Off season home buying generally falls on winter when it’s “too cold” to sell their homes. This also means that sellers who list their home during this time of year are more open to negotiate pricing to close the deal. Buying off season can be at your advantage since there are less homes for sale and fewer people looking to buy them. It’s easier to bid knowing this.
Realtors and contractors are less busy too this time of the year too and they’re more likely to accept any business they get even at a lower price.
Timing your purchase based on the market isn’t always the best decision, but it pays to know when there’s less competition and sellers are more desperate to sell their homes quickly.
Don’t Buy The Biggest On The Block
The price of your potential home is just one piece of the cost and bigger houses aren’t always “better”. Bigger homes usually cost more in the long run.
A bigger home means you need to heat and cool a larger space which guarantees a higher utility bill. You’ll also have to spend more for flooring (if you decide to change it up) and even more for maintenance. When the time comes to renovate, you’ll spend more on roofing, windows, and even garden landscaping. You’ll need more concrete or stones for your walkway and your contractors will need to work more hours.

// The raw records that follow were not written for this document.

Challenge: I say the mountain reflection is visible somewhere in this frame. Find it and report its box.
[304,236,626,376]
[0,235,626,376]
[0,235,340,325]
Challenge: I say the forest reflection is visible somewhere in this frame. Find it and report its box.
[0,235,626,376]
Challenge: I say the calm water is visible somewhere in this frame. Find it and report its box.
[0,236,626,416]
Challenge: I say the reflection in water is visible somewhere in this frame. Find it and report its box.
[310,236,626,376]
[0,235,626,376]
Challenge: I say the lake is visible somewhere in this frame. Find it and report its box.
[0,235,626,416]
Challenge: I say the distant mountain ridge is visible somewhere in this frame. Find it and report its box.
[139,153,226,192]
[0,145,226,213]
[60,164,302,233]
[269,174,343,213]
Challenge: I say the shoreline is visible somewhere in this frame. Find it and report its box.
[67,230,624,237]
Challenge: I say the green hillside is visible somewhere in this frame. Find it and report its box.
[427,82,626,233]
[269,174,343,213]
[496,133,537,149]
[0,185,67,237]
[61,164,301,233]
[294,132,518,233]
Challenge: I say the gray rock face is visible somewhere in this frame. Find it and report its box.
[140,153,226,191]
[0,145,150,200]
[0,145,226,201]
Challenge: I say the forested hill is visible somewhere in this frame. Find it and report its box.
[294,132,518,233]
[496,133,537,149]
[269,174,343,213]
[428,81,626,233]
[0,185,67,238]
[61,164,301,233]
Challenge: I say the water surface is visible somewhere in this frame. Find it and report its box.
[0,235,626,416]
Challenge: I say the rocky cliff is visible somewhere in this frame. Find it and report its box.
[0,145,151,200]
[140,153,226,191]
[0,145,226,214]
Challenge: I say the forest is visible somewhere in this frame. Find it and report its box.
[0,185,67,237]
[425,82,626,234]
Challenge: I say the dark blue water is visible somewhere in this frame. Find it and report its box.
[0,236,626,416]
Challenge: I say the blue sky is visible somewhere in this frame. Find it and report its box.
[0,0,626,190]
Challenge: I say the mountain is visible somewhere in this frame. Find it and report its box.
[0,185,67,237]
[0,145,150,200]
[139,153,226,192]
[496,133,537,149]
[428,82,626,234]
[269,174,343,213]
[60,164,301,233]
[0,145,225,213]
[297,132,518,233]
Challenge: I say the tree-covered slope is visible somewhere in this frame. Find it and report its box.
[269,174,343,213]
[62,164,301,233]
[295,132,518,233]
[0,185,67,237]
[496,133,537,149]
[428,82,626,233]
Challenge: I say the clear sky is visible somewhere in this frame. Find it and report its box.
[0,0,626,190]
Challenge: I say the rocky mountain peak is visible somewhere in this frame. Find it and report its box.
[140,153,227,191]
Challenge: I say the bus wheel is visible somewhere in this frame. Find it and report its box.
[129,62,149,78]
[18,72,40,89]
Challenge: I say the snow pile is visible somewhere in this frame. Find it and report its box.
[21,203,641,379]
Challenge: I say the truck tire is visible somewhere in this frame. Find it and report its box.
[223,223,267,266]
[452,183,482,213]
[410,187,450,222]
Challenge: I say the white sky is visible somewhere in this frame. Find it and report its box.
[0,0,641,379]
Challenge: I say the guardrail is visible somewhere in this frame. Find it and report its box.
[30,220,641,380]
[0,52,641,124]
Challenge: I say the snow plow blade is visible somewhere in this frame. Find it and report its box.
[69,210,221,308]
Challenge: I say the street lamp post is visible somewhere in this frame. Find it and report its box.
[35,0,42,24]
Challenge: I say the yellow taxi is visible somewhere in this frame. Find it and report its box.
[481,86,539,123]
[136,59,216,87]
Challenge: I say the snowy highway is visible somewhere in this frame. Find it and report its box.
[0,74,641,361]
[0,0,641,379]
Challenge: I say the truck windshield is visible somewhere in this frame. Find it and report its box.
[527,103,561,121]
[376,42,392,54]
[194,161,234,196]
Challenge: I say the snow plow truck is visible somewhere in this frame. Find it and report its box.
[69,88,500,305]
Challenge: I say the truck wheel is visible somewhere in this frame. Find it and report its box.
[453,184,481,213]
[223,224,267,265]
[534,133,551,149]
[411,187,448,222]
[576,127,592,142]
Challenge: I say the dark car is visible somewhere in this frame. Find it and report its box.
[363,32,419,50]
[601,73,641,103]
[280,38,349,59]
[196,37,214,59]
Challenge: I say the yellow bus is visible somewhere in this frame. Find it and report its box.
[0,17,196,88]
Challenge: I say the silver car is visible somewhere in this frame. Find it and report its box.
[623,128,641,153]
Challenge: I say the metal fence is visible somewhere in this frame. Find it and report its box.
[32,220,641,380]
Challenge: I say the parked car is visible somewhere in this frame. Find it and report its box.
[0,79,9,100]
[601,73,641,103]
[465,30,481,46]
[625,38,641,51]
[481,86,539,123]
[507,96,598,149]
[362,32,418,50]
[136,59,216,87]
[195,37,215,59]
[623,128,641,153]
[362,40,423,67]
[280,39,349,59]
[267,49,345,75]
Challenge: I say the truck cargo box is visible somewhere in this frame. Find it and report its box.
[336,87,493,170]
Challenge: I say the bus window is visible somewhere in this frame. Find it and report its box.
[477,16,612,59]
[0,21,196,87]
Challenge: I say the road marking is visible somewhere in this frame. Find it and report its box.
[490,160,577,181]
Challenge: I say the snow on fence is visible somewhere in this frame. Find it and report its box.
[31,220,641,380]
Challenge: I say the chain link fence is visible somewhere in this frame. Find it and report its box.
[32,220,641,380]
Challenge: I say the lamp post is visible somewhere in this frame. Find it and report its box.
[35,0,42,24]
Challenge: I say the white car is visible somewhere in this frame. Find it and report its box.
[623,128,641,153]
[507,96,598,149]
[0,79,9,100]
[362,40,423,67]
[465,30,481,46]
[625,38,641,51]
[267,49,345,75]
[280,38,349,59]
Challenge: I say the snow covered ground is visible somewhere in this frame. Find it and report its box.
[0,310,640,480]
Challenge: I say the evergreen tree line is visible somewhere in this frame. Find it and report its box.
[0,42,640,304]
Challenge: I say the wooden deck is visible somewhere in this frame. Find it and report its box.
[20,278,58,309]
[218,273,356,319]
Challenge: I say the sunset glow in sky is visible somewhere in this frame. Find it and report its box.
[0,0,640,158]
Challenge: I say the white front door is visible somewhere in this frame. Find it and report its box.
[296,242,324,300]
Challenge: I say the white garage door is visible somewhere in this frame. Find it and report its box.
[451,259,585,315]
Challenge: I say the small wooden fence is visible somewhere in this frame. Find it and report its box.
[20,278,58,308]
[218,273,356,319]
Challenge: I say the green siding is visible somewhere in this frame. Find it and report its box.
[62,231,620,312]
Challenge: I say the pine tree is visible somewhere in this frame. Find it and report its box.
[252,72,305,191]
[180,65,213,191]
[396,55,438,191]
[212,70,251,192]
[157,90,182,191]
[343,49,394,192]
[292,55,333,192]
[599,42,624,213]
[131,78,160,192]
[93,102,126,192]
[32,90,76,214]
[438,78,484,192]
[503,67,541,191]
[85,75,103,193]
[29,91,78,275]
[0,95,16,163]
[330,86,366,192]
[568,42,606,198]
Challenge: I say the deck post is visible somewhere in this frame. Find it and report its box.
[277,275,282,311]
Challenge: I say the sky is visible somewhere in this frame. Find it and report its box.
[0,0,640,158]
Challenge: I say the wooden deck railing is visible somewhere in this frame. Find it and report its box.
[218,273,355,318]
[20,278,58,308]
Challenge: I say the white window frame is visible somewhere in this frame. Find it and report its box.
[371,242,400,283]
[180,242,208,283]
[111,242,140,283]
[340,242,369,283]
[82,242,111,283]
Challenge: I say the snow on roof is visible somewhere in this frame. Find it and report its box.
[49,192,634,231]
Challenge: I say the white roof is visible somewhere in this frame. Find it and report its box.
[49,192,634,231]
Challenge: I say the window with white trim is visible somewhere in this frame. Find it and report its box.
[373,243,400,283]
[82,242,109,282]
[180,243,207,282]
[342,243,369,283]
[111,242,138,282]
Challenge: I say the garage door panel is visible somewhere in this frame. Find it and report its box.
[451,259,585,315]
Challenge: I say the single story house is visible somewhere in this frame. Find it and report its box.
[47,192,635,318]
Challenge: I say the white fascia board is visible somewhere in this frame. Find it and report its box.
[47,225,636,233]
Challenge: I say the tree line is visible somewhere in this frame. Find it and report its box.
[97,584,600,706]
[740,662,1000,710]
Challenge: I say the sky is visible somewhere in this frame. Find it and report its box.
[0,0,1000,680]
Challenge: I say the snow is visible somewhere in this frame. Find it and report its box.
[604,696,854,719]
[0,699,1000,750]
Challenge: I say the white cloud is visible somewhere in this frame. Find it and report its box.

Additionally, bigger homes sitting in exclusive neighborhoods also mean more expensive insurance and taxes on top of the higher monthly mortgage payment.
Don’t decide based on the size of the house because everything will cost proportionately. A mid-grade house can end up being more valuable to you if it fits your lifestyle and budget.
Buying a home is an enormous purchase and you need to look all the angles to get the best price on a new home. If you’re a first time home buyer, there certainly are a lot of things that you need to learn. Do your research and get the help of an expert so you can make the best decisions.
Remember that buying a home is a huge commitment that doesn’t happen overnight. There’s no turning back once the process begins. Take your time and inspect every nook and cranny of the home for sale. There are many ways to save money on the price of a new home if you shop carefully and negotiate properly. You may have to shell out money for certain services like hiring a Realtor or getting a home inspector, but these will save money in the long run.
Don’t shopping at the first home you see that’s below or within the price range. You want to make sure that the home you pick will serve you for the long-term. Think this through and don’t rush. It’s not a pack of gum at the gas station so make sure that you know all your options before making your final decision.